Maria and Alex were standing next to the vehicle when I did this. “Senor Lance,” shouted Maria. “She’s your mother!”

I then looked at Maria and then down to Alex. His face was a mask of terror and he seemed to be trembling.

“What are you doing to Mim Mim?” he screamed.

“Leaving her,” I bellowed. “You and Maria get in the truck, now!”

Neither one spoke but both obeyed. I then looked at my mother.

“This is your last chance. You coming or going?”

“I can’t, they’ll kill you and your father if I go.”
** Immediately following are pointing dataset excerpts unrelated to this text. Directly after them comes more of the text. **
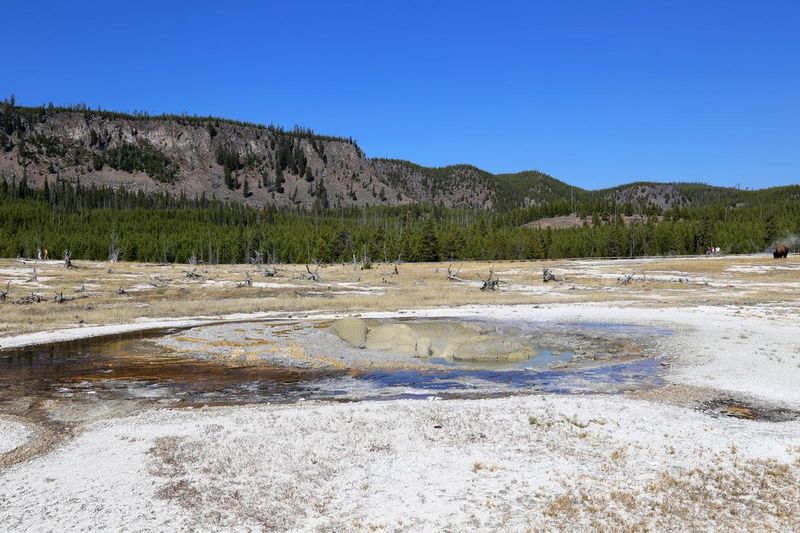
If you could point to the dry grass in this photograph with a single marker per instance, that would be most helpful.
(755, 495)
(94, 296)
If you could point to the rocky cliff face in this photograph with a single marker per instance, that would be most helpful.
(262, 165)
(221, 159)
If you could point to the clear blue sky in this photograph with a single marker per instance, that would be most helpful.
(594, 92)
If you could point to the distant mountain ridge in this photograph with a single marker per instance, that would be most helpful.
(266, 165)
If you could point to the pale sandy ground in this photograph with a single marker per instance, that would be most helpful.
(652, 460)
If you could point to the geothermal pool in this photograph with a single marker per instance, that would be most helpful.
(289, 361)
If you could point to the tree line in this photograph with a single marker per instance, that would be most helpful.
(159, 227)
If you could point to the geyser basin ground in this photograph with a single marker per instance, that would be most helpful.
(717, 446)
Her words hit me like a ton of brick. Suddenly, I understood everything. I nearly collapsed as the gravity of the situation hit me. Had I not be so concerned for Alex I would have forced her into the vehicle, but my son was my top priority and I was going to protect him first and foremost. I’d try to help my parents only after I was sure that my son was safe.

Without saying another word, I walked to the driver’s side of the vehicle, opened the door, climbed in and started the engine. I took one last look at my mother. My eyes were pleading with her to come with us, but she just stood there sobbing.

With that, I put the vehicle in reverse and began backing out of the driveway. I watched her the whole time and not once did she even indicate that she was willing to come with us.

I felt a sickening nausea in the pit of my stomach as the vehicle started and I put it into drive so that I could hopefully take my child to a place of safety.

I gave my mother one last look. It was a plea begging her to come with us. She stood there with her shoulders bobbing up and down as though she was floating in water. Part of me wondered if I’d ever see her again, but there was another part of me that was angry with her for delaying our departure as long as she did.

I had not gone twenty feet before I slammed on the break and put the car into park.

“Maria do you have your cell phone?” I asked.

She handed it to me without saying a word.

Once I had it, I threw both hers and mine out of the vehicle. After that, I hopped out of the vehicle and walked back to the back hatch. I popped it and reached in to grab my mother’s luggage. Once I had a grip on its handle, I yanked it out of the car and threw it as far as I could send it.

I then closed the hatch, walked back to the driver’s seat, hopped in the vehicle and proceeded to drive off and leave my mother to what I was sure would be her death. I almost vomited as I thought about the past few minutes. I didn’t want to be cruel to her, she was a wonderful mother, but I was not going to take a chance on Alex’s safety.

I began praying that I would be able to forgive myself were something to happen to her. I also prayed that my hunch was wrong. I also thought that I’d learned something back there. If it were true, then the world had just turned upside down on me.